“Incidentaloma” of the Liver: Management of a Diagnostic and Therapeutic Dilemma
Author(s) -
Denis Ehrl,
Katharina Rothaug,
Peter Herzog,
Bernhard Hofer,
Horst-Günter Rau
Publication year - 2012
Publication title -
hpb surgery
Language(s) - English
Resource type - Journals
SCImago Journal Rank - 0.561
H-Index - 26
eISSN - 1607-8462
pISSN - 0894-8569
DOI - 10.1155/2012/891787
Subject(s) - medicine , asymptomatic , malignancy , focal nodular hyperplasia , radiology , magnetic resonance imaging , hemangioma , hepatocellular adenoma , cholestasis , hepatocellular carcinoma , adenoma , liver tumor , incidentaloma , medical diagnosis , surgery , pathology
The continuous development of highly sensitive clinical imaging increased the detection of focal lesions of the liver.
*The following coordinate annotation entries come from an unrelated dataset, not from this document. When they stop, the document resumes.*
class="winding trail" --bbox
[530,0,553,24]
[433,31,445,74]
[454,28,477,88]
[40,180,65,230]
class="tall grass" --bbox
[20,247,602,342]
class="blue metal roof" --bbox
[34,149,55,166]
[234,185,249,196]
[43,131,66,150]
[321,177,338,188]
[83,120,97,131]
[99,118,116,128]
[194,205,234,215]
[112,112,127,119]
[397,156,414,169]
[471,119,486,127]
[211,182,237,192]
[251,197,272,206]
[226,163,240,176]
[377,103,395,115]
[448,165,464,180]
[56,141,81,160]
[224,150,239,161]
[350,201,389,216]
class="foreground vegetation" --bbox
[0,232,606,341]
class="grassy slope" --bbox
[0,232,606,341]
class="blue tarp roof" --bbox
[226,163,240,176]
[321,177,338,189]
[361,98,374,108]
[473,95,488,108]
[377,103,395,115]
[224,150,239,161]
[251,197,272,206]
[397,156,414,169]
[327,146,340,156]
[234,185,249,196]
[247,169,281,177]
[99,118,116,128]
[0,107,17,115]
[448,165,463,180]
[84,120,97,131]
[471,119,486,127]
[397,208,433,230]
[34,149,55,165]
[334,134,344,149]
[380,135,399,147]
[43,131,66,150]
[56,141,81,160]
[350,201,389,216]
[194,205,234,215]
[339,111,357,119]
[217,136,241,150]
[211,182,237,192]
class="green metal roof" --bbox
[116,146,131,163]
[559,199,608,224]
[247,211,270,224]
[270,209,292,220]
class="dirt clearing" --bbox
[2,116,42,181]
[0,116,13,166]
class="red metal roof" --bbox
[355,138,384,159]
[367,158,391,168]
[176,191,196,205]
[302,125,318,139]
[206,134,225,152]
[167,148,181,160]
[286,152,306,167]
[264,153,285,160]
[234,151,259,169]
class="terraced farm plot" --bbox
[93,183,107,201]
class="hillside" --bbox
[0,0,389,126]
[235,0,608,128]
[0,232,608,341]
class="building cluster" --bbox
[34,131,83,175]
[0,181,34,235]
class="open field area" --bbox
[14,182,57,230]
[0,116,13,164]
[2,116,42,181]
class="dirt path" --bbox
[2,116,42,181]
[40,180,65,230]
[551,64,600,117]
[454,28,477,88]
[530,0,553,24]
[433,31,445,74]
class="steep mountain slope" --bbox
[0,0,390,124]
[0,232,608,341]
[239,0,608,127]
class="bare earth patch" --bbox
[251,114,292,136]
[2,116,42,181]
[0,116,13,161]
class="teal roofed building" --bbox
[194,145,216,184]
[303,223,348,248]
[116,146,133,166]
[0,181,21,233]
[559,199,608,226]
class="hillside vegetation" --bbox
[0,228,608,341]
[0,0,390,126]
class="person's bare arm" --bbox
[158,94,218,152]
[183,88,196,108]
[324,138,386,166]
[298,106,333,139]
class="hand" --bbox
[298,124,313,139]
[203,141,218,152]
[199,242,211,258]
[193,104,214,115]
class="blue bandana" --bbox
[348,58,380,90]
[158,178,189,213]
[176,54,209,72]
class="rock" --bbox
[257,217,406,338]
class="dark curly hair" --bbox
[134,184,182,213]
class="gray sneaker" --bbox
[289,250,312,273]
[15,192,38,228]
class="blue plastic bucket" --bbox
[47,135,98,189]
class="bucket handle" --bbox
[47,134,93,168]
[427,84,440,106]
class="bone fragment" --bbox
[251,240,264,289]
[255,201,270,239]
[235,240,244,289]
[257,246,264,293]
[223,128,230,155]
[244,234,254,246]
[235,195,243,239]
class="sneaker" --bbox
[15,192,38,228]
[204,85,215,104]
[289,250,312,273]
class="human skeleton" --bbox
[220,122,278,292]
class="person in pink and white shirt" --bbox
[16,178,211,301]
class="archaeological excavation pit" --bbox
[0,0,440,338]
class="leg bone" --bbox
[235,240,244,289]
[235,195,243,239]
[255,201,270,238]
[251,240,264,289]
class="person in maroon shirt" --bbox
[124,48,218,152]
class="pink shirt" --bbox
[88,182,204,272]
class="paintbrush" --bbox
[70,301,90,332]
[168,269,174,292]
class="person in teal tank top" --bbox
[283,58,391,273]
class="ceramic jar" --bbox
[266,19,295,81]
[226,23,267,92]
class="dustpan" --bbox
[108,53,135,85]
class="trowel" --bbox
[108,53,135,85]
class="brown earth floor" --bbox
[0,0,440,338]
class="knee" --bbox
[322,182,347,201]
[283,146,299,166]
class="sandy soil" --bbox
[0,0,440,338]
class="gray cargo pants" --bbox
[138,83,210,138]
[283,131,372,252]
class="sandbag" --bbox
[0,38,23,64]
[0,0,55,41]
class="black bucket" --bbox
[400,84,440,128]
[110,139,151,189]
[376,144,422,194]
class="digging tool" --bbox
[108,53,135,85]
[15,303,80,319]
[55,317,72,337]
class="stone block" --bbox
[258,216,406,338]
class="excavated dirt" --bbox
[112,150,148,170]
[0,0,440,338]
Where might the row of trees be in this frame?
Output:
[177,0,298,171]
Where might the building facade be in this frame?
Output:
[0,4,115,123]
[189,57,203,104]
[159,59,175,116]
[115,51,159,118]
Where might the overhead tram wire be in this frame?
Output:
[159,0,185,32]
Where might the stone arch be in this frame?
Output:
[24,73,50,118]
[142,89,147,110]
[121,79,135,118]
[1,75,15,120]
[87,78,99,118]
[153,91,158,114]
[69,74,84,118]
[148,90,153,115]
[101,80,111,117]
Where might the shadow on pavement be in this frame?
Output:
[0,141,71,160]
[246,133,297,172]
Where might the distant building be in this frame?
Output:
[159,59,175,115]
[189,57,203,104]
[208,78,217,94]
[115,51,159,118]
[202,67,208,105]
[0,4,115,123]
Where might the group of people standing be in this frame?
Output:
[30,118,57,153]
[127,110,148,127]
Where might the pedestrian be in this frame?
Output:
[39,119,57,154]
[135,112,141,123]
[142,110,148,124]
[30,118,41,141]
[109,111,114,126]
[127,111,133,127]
These accidentally detected liver tumors without liver-specific symptoms such as cholestasis have been named “incidentalomas.” Diagnostic tools such as sonography, computed tomography, or magnetic resonance imaging are used increasingly in asymptomatic individuals without defined suspected diagnoses in the setting of general prevention or followup after a history of malignancy. But despite continuous improvement of diagnostics, some doubt regarding the benign or malign behavior of a tumor remains. In case an asymptomatic hemangioma or FNH can be preoperatively detected with certainty, the indication for surgery must be very strict. In case of symptomatic liver lesions surgical resection should only be indicated with tumor-specific symptoms. In the remaining cases of benign lesions of the liver, a “watch and wait” strategy is recommended. In case of uncertain diagnosis, especially in patients with positive history of a malignant tumor or the suspected diagnosis of hepatocellular adenoma, surgical resection is indicated. Due to the continuous improvement of surgical techniques, liver resection should be done in the laparoscopic technique. Laparoscopic surgery has lower morbidity and shorter hospitalization than open technique.